Drop a SKILL.md file in ~/.cowork/workspace/skills/ and the agent gains new capabilities:

---
name: code-review
description: Performs systematic code review
allowed-tools: read_file glob grep execute
---

# Code Review Skill
## When to Use
- When the user requests a code review
...

The agent sees metadata first, reads full instructions only when needed (progressive disclosure).

5 LLM Providers

Provider	Type	Model Selection
Anthropic	Cloud	Text input
OpenRouter	Cloud	Text input
Ollama	Local	Auto-fetched from server
LM Studio	Local	Auto-fetched from server
vLLM	Local	Auto-fetched from server

Local providers auto-detect available models via /v1/models API.

Tech Stack

Layer	Technology	Role
Desktop	Tauri 2 (Rust)	Window, process management, CSP
Frontend	React 19 + Zustand	UI, state management
Styling	Tailwind CSS 4	Dark/Light theme
Backend	FastAPI + uvicorn	REST + SSE
Agent	Deep Agents SDK	ReAct loop, tools, HITL
LLM	LangChain	Provider abstraction
DB	SQLite (LangGraph)	Checkpointer, thread metadata
Build	PyInstaller + GitHub Actions	Cross-platform

Install & Run

Download (Recommended)

Grab the installer for your OS from GitHub Releases:

macOS: .dmg
Windows: .exe
Linux: .AppImage

No Python installation needed — the agent server is bundled via PyInstaller.

Development Mode

git clone https://github.com/BAEM1N/deep-cowork.git
cd deep-cowork

cd app && npm install
cd ../agent && python -m venv .venv && source .venv/bin/activate
pip install -e .

echo "LLM_PROVIDER=openrouter" > .env
echo "OPENROUTER_API_KEY=sk-or-..." >> .env
echo "MODEL_NAME=anthropic/claude-sonnet-4-5" >> .env

cd ../app && npm run tauri dev

Series Preview

This series deep-dives into each layer of DeepCoWork:

This post — Introduction & architecture overview
Tauri + Python sidecar architecture
Deep Agents SDK internals
System prompt design per mode
SSE streaming pipeline
HITL approval flow
Multi-agent ACP mode
Agent memory 4 layers
Skills system
LLM provider integration
Security checklist
GitHub Actions cross-platform build

Source code: github.com/BAEM1N/deep-cowork

Benchmark

Metric	Value
Tauri app binary (excluding sidecar)	~12MB (macOS arm64)
PyInstaller sidecar binary	~95MB (DeepAgents + LangChain + FastAPI)
Total .dmg installer size	~110MB
Cold start (app launch to first chat ready)	~4.2s (M1 Mac)
Idle memory usage	~180MB (Tauri ~45MB + Python ~135MB)

FAQ

How is DeepCoWork different from Claude Cowork?

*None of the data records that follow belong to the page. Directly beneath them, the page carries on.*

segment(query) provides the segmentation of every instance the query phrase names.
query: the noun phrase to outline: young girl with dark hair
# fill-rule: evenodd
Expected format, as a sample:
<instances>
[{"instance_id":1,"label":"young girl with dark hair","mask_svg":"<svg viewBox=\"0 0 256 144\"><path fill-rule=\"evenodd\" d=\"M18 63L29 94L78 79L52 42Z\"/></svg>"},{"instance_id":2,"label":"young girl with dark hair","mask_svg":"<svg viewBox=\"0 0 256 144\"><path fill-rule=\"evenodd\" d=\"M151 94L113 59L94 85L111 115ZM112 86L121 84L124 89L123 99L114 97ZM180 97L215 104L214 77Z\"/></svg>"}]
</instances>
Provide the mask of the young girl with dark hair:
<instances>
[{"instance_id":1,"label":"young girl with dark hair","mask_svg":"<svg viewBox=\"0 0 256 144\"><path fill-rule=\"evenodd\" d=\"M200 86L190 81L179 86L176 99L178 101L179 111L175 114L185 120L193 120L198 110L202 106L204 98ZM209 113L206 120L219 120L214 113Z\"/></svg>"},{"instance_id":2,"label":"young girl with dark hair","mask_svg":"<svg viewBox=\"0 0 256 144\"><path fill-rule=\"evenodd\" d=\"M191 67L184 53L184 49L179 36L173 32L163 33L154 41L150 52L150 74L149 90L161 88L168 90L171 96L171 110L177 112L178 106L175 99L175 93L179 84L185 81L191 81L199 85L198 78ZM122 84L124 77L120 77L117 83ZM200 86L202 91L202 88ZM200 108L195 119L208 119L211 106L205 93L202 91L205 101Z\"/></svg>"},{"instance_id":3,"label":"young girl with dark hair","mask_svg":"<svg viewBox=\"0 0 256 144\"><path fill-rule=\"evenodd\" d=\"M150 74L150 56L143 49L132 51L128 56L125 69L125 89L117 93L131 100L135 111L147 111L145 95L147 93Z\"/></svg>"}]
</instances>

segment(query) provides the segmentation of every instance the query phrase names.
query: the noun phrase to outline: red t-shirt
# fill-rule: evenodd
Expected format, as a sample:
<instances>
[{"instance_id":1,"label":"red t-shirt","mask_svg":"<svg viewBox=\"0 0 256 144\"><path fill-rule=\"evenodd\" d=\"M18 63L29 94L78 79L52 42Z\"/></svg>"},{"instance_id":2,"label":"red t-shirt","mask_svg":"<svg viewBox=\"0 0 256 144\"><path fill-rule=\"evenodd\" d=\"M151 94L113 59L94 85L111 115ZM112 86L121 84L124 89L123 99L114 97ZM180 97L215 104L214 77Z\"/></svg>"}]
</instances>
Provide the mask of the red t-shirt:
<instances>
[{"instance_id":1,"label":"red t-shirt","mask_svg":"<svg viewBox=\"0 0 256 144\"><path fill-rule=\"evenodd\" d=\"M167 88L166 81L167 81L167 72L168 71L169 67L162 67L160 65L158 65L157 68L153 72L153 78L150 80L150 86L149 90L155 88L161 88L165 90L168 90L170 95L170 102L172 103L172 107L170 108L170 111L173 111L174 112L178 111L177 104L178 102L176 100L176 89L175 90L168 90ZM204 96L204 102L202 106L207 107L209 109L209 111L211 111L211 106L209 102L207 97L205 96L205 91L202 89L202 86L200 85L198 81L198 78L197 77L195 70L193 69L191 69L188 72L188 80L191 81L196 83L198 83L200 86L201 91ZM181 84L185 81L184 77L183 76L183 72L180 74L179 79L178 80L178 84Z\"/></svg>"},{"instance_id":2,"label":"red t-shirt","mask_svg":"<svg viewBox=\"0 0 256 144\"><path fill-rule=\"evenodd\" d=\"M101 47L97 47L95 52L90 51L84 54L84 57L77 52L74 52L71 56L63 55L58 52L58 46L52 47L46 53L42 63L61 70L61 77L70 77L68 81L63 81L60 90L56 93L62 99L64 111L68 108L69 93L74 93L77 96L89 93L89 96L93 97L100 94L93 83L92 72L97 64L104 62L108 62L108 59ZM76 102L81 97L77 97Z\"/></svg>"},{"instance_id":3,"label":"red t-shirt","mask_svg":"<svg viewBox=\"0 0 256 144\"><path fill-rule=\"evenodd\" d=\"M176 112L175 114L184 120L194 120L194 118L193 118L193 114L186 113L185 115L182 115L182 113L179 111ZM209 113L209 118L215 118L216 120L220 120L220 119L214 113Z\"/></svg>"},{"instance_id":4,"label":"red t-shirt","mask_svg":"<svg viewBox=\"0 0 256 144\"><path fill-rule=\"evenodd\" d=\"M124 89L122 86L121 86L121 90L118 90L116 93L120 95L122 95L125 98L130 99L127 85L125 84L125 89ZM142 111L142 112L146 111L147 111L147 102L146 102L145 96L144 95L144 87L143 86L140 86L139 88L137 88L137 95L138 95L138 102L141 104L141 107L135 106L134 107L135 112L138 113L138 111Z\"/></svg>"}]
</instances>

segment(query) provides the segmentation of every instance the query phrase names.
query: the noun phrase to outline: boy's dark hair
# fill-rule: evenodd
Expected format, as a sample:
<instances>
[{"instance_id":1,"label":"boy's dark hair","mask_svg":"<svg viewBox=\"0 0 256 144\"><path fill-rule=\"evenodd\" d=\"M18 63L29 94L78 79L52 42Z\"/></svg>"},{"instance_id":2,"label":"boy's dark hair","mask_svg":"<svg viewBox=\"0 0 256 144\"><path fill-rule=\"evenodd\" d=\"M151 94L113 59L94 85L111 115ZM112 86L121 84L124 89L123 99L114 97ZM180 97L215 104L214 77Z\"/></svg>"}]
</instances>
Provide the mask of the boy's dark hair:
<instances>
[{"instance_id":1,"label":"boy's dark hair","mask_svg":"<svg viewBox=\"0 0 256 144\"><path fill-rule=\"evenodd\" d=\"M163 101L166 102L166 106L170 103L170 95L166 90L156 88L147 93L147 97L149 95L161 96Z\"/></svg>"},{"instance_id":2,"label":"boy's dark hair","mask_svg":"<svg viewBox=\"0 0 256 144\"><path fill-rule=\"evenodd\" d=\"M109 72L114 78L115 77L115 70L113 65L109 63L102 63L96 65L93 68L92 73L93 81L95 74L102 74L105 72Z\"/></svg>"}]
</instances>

Claude Cowork is Anthropic’s closed-source product. DeepCoWork uses the same Deep Agents SDK but is fully open-source (MIT), model-agnostic, and supports local LLMs.

Why Tauri over Electron?

Smaller binary (10MB vs 150MB+), lower memory usage, and Rust gives stable Python process management.

Why Deep Agents SDK instead of building with create_react_agent?

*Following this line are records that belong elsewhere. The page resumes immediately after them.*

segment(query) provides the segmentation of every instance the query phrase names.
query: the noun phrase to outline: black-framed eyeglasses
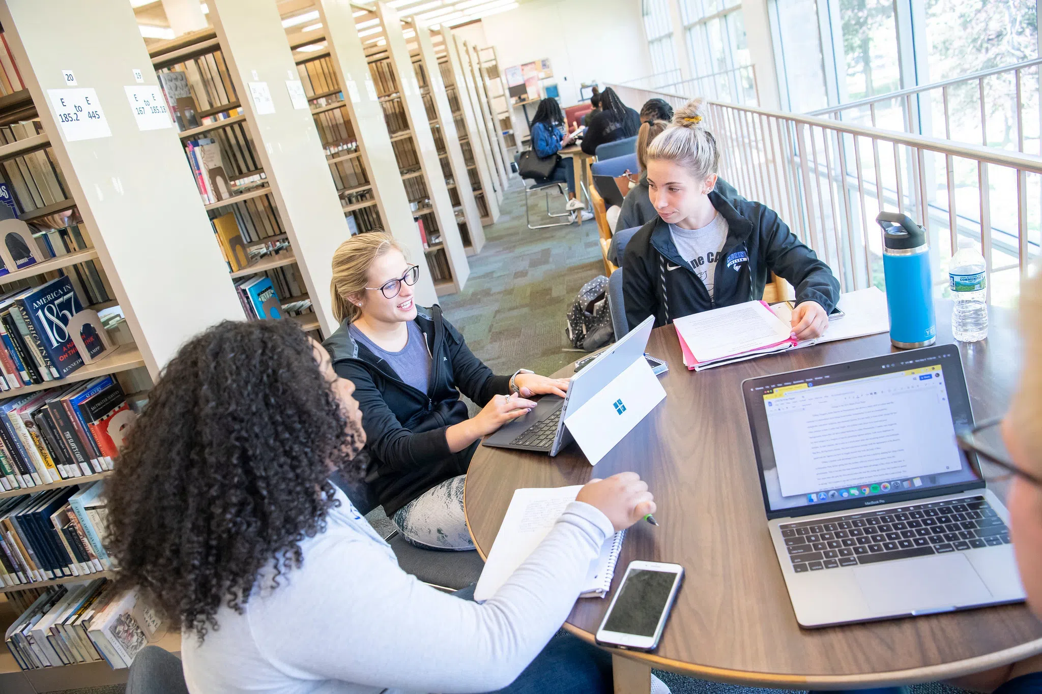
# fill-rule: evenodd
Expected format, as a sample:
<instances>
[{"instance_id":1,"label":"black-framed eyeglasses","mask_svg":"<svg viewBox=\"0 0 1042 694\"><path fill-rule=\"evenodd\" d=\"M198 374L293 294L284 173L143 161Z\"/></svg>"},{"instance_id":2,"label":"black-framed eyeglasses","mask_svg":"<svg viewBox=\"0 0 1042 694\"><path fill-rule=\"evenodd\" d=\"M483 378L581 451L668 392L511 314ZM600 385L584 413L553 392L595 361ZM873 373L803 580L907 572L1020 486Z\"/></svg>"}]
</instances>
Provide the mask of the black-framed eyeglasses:
<instances>
[{"instance_id":1,"label":"black-framed eyeglasses","mask_svg":"<svg viewBox=\"0 0 1042 694\"><path fill-rule=\"evenodd\" d=\"M997 427L1002 423L1002 417L994 417L993 419L985 419L976 423L972 429L961 432L956 436L956 440L959 442L959 447L963 451L972 451L981 458L984 458L992 465L996 465L1010 475L1015 475L1031 482L1037 487L1042 488L1042 478L1034 472L1027 472L1017 467L1013 461L1011 461L1007 456L996 452L993 447L981 440L981 432Z\"/></svg>"},{"instance_id":2,"label":"black-framed eyeglasses","mask_svg":"<svg viewBox=\"0 0 1042 694\"><path fill-rule=\"evenodd\" d=\"M395 280L388 280L379 287L366 287L367 289L372 289L373 291L379 290L388 299L394 299L401 292L401 283L404 282L408 286L416 284L416 280L420 277L420 266L410 265L405 274Z\"/></svg>"}]
</instances>

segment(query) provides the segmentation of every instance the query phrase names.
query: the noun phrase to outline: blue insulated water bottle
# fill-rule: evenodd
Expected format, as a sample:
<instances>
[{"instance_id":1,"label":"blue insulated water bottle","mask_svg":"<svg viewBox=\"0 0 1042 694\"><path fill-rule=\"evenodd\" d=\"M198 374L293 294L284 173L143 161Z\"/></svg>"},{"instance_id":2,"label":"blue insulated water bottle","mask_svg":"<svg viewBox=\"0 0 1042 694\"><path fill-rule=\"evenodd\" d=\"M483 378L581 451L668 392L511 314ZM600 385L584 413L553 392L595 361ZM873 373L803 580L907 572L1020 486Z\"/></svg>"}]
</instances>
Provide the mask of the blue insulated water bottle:
<instances>
[{"instance_id":1,"label":"blue insulated water bottle","mask_svg":"<svg viewBox=\"0 0 1042 694\"><path fill-rule=\"evenodd\" d=\"M898 212L879 212L883 274L890 310L890 342L900 350L928 346L937 339L934 285L926 232Z\"/></svg>"}]
</instances>

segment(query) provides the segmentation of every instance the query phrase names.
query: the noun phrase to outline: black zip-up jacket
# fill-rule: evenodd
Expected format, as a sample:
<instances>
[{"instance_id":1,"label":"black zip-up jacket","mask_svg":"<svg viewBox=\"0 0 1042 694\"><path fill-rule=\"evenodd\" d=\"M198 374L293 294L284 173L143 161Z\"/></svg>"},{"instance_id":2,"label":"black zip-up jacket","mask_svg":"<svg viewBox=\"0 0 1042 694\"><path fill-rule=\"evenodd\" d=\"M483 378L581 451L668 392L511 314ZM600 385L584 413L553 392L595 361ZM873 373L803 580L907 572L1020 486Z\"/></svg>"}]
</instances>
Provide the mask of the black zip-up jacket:
<instances>
[{"instance_id":1,"label":"black zip-up jacket","mask_svg":"<svg viewBox=\"0 0 1042 694\"><path fill-rule=\"evenodd\" d=\"M715 295L710 295L691 264L680 257L669 225L656 215L629 240L622 259L622 291L630 329L649 315L654 315L659 328L680 316L758 301L770 272L796 288L797 305L813 301L826 312L833 310L840 297L839 281L774 210L744 199L727 201L716 190L709 197L727 221L727 238L716 265Z\"/></svg>"},{"instance_id":2,"label":"black zip-up jacket","mask_svg":"<svg viewBox=\"0 0 1042 694\"><path fill-rule=\"evenodd\" d=\"M427 392L406 384L386 360L356 342L347 323L322 343L337 374L354 384L371 461L366 482L389 516L467 472L479 442L452 453L445 439L448 427L468 418L460 393L481 407L493 395L510 393L510 377L494 375L471 353L440 306L418 306L416 325L431 355Z\"/></svg>"}]
</instances>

create_react_agent’s interrupt_before only accepts node names — not tool names — so per-tool HITL is impossible. DeepAgents’ interrupt_on supports fine-grained tool-level control, and LocalShellBackend provides 8 filesystem/shell tools out of the box.

Does it work with local LLMs?

Tested with Ollama + llama3.1 8B. Basic file operations work, but complex multi-agent tasks need Claude/GPT-4 class models.